Haïti est devenu un pays sans Etat, un modèle du genre aux portes des USA. Un prêtre catholique aura tenté de gouverner ce pays. Bien qu'il soit très petit, la force militaire de l'ONU (en fait des Brésiliens à la solde des USA) y est incapable d'assurer la moindre vie digne d'une société humaine. Haïti ne cessera de payer le fait d'avoir été le premier pays du monde à se libérer de l'esclavage.

Algérie : alors que les fous de dieu sont présents dans tous les pays musulmans, pour l'Algérie, on nous dit qu'ils seraient seulement les marionnettes de l'armée et qu'ils n'existeraient que par les «avantages collatéraux » qu'ils fournissent au système étatique algérien pour maintenir sa domination. Or qui a gagné en Algérie ? L'armée ? L'Etat ? Les islamistes ? Les USA bien sûr. Ils ont soutenu le FIS (Front Islamique du Salut) jusqu'à un certain jour de septembre 2001, puis ils ont changé leur fusil d'épaule (c'est le cas de le dire) quand ils ont compris deux choses : que le président Bouteflika déroulerait le tapis rouge aux islamistes sans bombes, au moment même où les USA déroulerait le tapis rouge à l'armée algérienne soucieuse d'entrer dans l'OTAN. Pour ce faire, une condition est indispensable : laisser le pouvoir entre les mains des « civils ». Que le colonialisme français ait une nouvelle fois perdu la guerre d'Algérie, au bénéfice de l'impérialisme US, c'est une chose, mais en oublier les droits des femmes et des tas de droits sociaux, acquis de l'histoire, c'est triste.

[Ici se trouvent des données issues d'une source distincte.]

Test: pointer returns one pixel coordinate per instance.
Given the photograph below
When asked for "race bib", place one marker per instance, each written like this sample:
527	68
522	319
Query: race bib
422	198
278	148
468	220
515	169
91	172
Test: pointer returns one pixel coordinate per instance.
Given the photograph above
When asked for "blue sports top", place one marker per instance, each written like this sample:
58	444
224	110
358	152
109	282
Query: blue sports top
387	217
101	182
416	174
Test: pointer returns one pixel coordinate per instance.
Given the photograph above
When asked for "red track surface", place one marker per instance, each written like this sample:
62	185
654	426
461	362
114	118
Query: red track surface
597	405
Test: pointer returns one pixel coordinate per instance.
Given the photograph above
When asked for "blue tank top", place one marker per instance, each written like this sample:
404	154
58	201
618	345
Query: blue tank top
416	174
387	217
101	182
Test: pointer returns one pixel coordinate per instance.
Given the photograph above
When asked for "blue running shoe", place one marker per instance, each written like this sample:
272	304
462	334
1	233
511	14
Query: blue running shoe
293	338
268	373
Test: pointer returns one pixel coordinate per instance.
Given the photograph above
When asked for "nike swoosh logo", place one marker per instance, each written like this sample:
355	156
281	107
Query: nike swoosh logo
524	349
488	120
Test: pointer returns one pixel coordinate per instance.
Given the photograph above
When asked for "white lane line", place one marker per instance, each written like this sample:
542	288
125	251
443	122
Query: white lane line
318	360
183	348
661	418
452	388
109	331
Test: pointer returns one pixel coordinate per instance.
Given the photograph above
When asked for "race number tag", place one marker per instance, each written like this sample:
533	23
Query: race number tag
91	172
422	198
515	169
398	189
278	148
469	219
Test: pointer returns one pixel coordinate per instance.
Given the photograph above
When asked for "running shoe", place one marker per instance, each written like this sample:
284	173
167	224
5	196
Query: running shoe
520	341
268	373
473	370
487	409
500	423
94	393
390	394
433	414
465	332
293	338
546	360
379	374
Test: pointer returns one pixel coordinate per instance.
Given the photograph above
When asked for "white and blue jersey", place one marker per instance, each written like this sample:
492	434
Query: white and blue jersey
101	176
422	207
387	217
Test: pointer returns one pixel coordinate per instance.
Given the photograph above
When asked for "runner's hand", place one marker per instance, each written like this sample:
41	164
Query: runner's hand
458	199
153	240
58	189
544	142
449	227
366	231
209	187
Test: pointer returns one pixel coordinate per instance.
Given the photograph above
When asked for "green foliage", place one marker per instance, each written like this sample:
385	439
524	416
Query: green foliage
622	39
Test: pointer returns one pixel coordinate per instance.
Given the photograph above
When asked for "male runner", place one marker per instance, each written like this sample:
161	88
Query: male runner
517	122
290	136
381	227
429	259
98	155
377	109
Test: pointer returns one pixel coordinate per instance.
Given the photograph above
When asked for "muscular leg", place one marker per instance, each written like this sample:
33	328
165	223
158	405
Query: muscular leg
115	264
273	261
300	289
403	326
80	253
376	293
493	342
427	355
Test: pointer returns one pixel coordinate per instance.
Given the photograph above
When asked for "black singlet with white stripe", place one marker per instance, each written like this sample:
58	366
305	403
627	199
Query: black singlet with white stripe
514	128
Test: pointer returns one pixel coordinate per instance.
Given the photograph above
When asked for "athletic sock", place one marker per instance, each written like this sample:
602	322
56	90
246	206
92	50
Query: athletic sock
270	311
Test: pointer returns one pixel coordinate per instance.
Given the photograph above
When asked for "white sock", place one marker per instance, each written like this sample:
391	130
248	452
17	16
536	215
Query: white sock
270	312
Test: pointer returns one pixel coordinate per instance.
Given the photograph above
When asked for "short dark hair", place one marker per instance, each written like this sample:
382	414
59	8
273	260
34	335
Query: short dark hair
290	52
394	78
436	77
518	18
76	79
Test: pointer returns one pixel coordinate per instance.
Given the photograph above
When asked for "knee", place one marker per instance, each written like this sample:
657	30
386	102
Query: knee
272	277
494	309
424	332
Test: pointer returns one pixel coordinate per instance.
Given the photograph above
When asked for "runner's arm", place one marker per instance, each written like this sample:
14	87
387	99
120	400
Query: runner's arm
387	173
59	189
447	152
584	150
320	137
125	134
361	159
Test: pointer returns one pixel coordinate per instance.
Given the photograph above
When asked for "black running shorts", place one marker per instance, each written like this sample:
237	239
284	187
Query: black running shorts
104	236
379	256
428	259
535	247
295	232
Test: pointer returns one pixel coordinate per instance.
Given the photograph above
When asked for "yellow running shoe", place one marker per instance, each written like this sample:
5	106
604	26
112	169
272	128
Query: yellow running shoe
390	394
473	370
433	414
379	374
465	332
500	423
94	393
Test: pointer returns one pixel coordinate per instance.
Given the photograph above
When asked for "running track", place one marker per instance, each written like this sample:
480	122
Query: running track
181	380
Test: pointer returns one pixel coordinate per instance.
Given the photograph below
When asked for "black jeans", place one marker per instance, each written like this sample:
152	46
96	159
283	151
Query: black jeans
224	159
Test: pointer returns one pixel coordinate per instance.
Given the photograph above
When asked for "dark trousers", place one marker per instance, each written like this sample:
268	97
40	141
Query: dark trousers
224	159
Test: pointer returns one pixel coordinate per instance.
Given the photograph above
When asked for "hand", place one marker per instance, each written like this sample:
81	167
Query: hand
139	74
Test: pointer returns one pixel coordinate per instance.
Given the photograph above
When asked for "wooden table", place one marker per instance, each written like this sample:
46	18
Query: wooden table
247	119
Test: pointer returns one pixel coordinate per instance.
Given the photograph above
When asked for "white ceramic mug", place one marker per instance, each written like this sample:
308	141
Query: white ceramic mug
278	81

En conclusion, les raisons qui font exister le terrorisme sont incompréhensibles en dehors du rôle attribué à présent, par les classes dominantes, aux Eglises. Si, en effet, le traitement policier du terrorisme ne peut que le raviver (il est fait pour ça !), sont traitement « social » (aider les pauvres des cités) ne changerait rien à l'affaire dans la mesure où le « mouvement social » s'est rendu incapable d'apporter des perspectives globales.

Pourquoi les USA ou Israël ont-ils soutenu des partis religieux musulmans ? (le FIS en Algérie et le Hamas en Palestine). Une démocratie peut-elle tolérer la présence de partis religieux ? Nos démocraties malades peuvent tomber sous les coups les plus divers. Leur renouveau suppose la remise en chantier de valeurs détournées. Pas seulement la laïcité, mais aussi le droit de vote, le droit d'information, le droit de réunion, et le droit au travail.

 



[1] Des gens de gauche s'enthousiasment pour « des fous de dieu » comme les Cathares car ils furent des hérétiques. Ils alimentent ainsi une confusion cathares / albigeois comme d'autres aiment la confusion staliniens / communistes.

[2] Ce site internet pluraliste basé au Venezuela alimente la même confusion.